Nonostante sembri un fenomeno individuale, la dipendenza affettiva è un passo a due. Spesso il partner del dipendente affettivo è un soggetto problematico, che  maschera la propria dipendenza affettiva con una dipendenza da droga, alcol o gioco d’azzardo. In questo caso i problemi del compagno diventano la giustificazione per dedicarsi interamente all’altro bisognoso, non prendendosi il rischio di condurre un’esistenza per sé. Altre volte la persona amata è rifiutante, sfuggente o irraggiungibile, per esempio sposata o non interessata alla relazione. In entrambi i casi quello che seduce è la lotta: la dipendenza si alimenta del desiderio di essere amati proprio da chi non ci ricambia in modo soddisfacente, crescendo in proporzione al rifiuto, anzi se non ci fosse quest’ultimo, il presunto amore non durerebbe.

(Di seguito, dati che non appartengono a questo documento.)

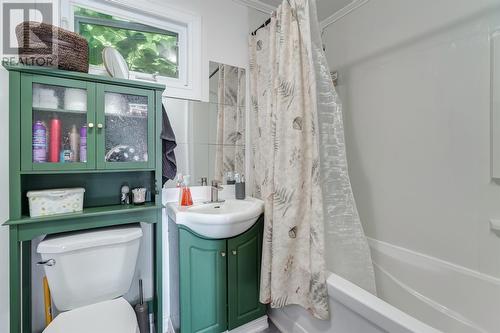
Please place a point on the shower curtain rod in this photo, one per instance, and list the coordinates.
(262, 26)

La persona che ha una dipendenza affettiva di solito soffoca ogni desiderio e interesse individuale per occuparsi dell’altro, ma inevitabilmente resta delusa e il suo amore prende la forma del  risentimento. Allo stesso tempo non riesce a interrompere la relazione, in virtù di ciò che definisce amare troppo, non rendendosi conto che questo comportamento distrugge l’amore che richiede invece autonomia e reciprocità.

La posizione paradossale che caratterizza la dipendenza affettiva è un non posso stare con te (per il dolore in seguito ad umiliazione, maltrattamenti e tradimenti) o né senza di te (per l’angoscia al solo pensiero di perderti).

Generalmente, sono più le donne a diventare affettivamente dipendenti dai propri partner (nel 99% dei casi), perché da sempre sono particolarmente attente ai bisogni degli altri e più disponibili dal punto di vista affettivo ed emotivo rispetto agli uomini. In queste donne il bisogno di essere amate predomina rispetto a quello di amare e fanno di tutto pur di colmare mancanze e vuoti interiori: vivono in funzione dell’altro e lo assecondano per ottenere amore e attenzioni. Spesso si confonde l’amore con la fusione totale, ma l’amore sano è capace di rispettare l’autonomia e gli spazi dell’altro. Non è la simbiosi ma l’accettazione delle diversità che permette di arricchirsi, di crescere, di regalare fiducia.

Forse siamo un po’ tutti dipendenti dall’altro, ma se la nostra dipendenza supera i limiti dobbiamo porre rimedio. 

Cosa possiamo fare?

È fondamentale ricostruire la propria identità e la propria autostima, ottenere un adeguato grado di autonomia e riempire la propria esistenza grazie all’amore e alla cura di sé, senza la necessità di aggrapparsi a qualcuno. Bisogna anche acquisire la capacità di soddisfare i propri bisogni, prendendosi la responsabilità di accudirsi, diventando buoni genitori di se stessi. Crearsi una vita piena di cose per sé è già una terapia quotidiana da non sottovalutare. Solo così è possibile avvicinarsi all’altro, senza inevitabilmente aggrapparsi. Si può imparare a stare bene con se stessi, sentirsi completi, amandosi e accettandosi pienamente per ciò che si è e si può essere.

Inoltre, l’equilibrio di coppia si fonda sempre sul dialogo, sul rispetto di se stessi e sul riconoscimento dell’altro come persona, prima che come partner. Se manca uno di questi tre ingredienti, occorre ripartire da lì. Nel momento in cui ci si rende conto che il disagio e il malessere invadono e compromettono i diversi aspetti della vita quotidiana, è bene chiedere un aiuto.